Julien Boast, the Access, Participation and Student Success Manager at SOAS explains that the decision to partner with us was based around building a close relationship with a school. “The Access Project enables us to build a connection with a school located somewhere that we’d otherwise struggle to get into,” he told us. “Our students predominantly come from London and the South East – so our partnership with Wood Green Academy helps us to tackle that.”

As part of their relationship, SOAS regularly attend Steering Committee meetings with the school. They have also been one of our trip partners for the past two years – which has seen approximately 140 Year 10 students visiting the university (albeit virtually due to the pandemic). Staff, students and alumni from the university have also been encouraged to become volunteer tutors at The Access Project – with 20 so far applying in the past year.

On March 15, Julien got to visit the school in person for the first time. “The partnership is in its second year – but it’s been impacted by COVID,” he explains. “We’re really excited to further grow our impact as we get out of COVID.”

Impact on the school

Aman, who is in Year 11 at Wood Green Academy, was very positive about the impact that The Access Project’s programme is having on his life. “The tutors really know what they’re doing so it’s helped me with my grades but will also help me make an informed decision about what I want to study in the future.”

Naomi Bruton, who is the Programme Supervisor at Wood Green Academy, said: “The University Access Officer, Penny, is such a good support, and the conversations she has with the students have more of an impact than it might do always coming from a teacher.
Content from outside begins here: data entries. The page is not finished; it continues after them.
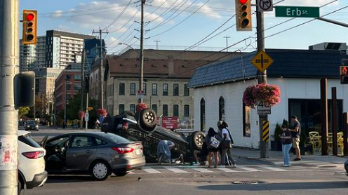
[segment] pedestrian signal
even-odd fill
[[[236,23],[237,31],[252,31],[251,0],[236,1]]]
[[[37,11],[23,11],[23,34],[22,44],[36,44]]]

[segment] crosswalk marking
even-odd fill
[[[157,170],[152,168],[143,168],[142,170],[149,173],[161,173],[161,172],[158,171]]]
[[[276,171],[288,171],[286,169],[281,169],[276,167],[272,167],[272,166],[262,166],[262,168],[268,169],[268,170],[276,170]]]
[[[250,167],[245,167],[245,166],[239,166],[238,168],[246,170],[248,170],[248,171],[250,171],[250,172],[260,172],[260,171],[262,171],[261,170],[258,170],[258,169],[253,168],[250,168]]]
[[[182,169],[177,168],[173,168],[173,167],[164,167],[164,168],[166,168],[172,172],[177,173],[187,173],[187,171],[183,170]]]
[[[210,170],[208,170],[206,168],[192,168],[192,169],[195,170],[196,171],[201,172],[201,173],[214,173],[214,171],[211,171]]]
[[[236,170],[232,170],[232,169],[227,168],[218,168],[218,169],[220,170],[222,170],[223,172],[227,172],[227,173],[238,172]]]

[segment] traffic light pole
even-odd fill
[[[265,27],[264,27],[264,16],[262,11],[258,11],[256,8],[256,20],[257,20],[257,52],[265,51]],[[257,82],[259,83],[267,83],[267,70],[264,72],[258,72]],[[268,151],[268,142],[264,142],[262,140],[263,125],[262,121],[267,121],[267,114],[259,115],[259,129],[260,129],[260,158],[268,159],[269,158]]]
[[[18,111],[14,77],[19,72],[19,3],[0,0],[0,194],[4,195],[16,195],[18,190]]]

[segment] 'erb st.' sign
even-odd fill
[[[319,7],[276,6],[276,17],[319,18]]]

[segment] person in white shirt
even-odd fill
[[[228,130],[227,127],[228,125],[226,122],[222,121],[218,122],[218,128],[221,130],[221,135],[222,137],[221,145],[222,147],[221,154],[221,164],[222,166],[225,166],[226,154],[227,154],[228,161],[232,162],[233,167],[236,167],[236,163],[232,158],[232,154],[233,139],[231,132]]]

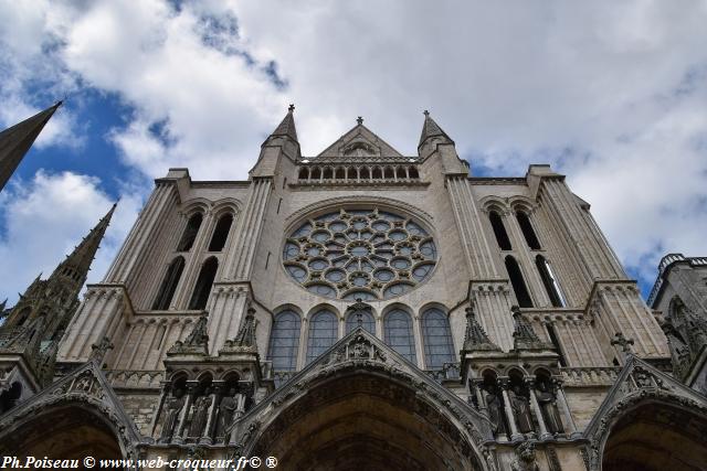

The students having the opportunity to sit for a whole hour with Penny through the mentoring sessions and getting that one-to-one support really helps them. The skills they learn in the workshops are focused and relevant. This has especially helped during the pandemic as they have missed gaining a lot of those skills in school.

“As the programme has been in school for a number of years now, we’re getting younger siblings of alumni asking if they can also be part of the programme!”

“Everything is robustly evaluated”

“The Access Project supports attainment raising and progression to higher education institutions in an evidence-based way,” Julien said. “Everything is robustly evaluated. This ties into our own access and participation plan.”

Julien also raised how important it was to SOAS that we have an in-school mentor (a University Access Officer) based in each of our schools. “Your core programme is responsive to the local context, and young people get the chance to build a relationship with their University Access Officer.”

When asked why he would recommend partnering with The Access Project to other universities, Julien said: “It can be difficult for universities to partner with schools in a way that meets the school’s needs and is long-term enough to have an impact – both at the individual level and at the school level. One of the real strengths of The Access Project is that young people are involved for two-to-four years. You see sustained impact that is robustly evidenced.”